Nebraska Athletics Excels in Graduation Success Rate

Written byMatt Smith

Nebraska Athletics continues to rank highly in the classroom among its peers in the Big Ten Conference and at the national level. The NCAA released its Graduation Success Rate (GSR) information on Wednesday, with Nebraska posting a 94 percent rate among all student-athletes.

This marks the sixth consecutive year Nebraska’s rate has been at 90 percent or higher, including four consecutive years at 94 percent or higher. Once again, Nebraska’s all student-athlete GSR above the national average of 90 percent among Division I schools. It is also the sixth consecutive year that Nebraska’s all student-athlete GSR was ranked in the top 15 among the 111 public FBS institutions.

“The continued success in the classroom at Nebraska is a testament to the hard work and dedication of our student-athletes,” Director of Athletics Trev Alberts said. “The young women and men in our programs are achieving at a high level both academically and athletically and are making earning a degree from the University of Nebraska a priority.  I also can’t say enough about our fantastic academic support staff and our coaches for prioritizing success in the classroom.”

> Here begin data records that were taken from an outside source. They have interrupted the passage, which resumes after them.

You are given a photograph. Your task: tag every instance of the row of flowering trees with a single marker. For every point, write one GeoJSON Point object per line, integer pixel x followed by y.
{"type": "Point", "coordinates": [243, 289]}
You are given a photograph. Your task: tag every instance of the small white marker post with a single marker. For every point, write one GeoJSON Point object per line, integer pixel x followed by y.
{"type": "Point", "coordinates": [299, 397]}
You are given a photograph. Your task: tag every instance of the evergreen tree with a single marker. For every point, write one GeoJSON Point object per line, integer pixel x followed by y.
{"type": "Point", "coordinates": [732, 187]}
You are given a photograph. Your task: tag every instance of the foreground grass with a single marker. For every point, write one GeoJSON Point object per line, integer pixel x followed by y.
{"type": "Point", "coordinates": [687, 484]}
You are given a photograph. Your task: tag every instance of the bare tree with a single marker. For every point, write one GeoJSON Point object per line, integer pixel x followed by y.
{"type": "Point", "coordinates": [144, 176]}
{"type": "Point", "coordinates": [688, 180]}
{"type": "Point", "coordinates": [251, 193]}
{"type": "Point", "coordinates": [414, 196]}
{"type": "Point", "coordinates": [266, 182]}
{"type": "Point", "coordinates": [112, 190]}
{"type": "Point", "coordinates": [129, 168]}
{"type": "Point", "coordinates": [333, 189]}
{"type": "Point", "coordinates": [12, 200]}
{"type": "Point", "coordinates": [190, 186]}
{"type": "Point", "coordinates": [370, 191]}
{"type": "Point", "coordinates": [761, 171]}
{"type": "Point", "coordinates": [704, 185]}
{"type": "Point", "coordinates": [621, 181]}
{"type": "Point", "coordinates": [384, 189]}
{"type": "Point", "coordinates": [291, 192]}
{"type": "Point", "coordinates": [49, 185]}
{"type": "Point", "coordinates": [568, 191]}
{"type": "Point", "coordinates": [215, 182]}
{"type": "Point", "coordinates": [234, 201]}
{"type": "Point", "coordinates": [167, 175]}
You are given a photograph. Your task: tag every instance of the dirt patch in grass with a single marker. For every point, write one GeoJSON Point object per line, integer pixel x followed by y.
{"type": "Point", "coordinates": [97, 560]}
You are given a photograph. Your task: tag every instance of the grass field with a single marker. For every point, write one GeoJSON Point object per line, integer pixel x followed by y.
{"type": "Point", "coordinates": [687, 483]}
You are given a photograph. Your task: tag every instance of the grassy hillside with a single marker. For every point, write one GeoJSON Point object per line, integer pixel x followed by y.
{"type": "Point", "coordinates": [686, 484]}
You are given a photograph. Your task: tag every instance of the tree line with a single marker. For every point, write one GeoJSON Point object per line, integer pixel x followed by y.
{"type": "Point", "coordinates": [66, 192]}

The Huskers’ impressive GSR score includes 11 programs that achieved a perfect 100 percent GSR. Those teams include bowling, women’s basketball, women’s golf, women’s gymnastics, women’s tennis, rifle, soccer, softball, swimming and diving, volleyball and men’s tennis. The women’s basketball, women’s tennis and volleyball programs have achieved a perfect GSR each of the 19 years the rate has been computed by the NCAA.

The impressive GSR rate continues Nebraska Athletics’ long history of academic achievement. Nebraska leads all Division I programs with 351 Academic All-Americans in school history across all sports. Nebraska also leads the nation with 18 NCAA Today’s Top 10 Award winners.

The GSR is a measurement that, unlike the federally mandated graduation rates, includes transfer data in the calculation. The GSR data released Wednesday is based on four classes of scholarship student-athletes who entered college in the fall of 2013 to the fall of 2016.

The GSR allows for a six-year window in which the student-athlete can earn his or her degree. Although the GSR includes student-athletes who transferred to Nebraska, it does not count student-athletes who transferred to another school and were academically eligible at the time of their transfer.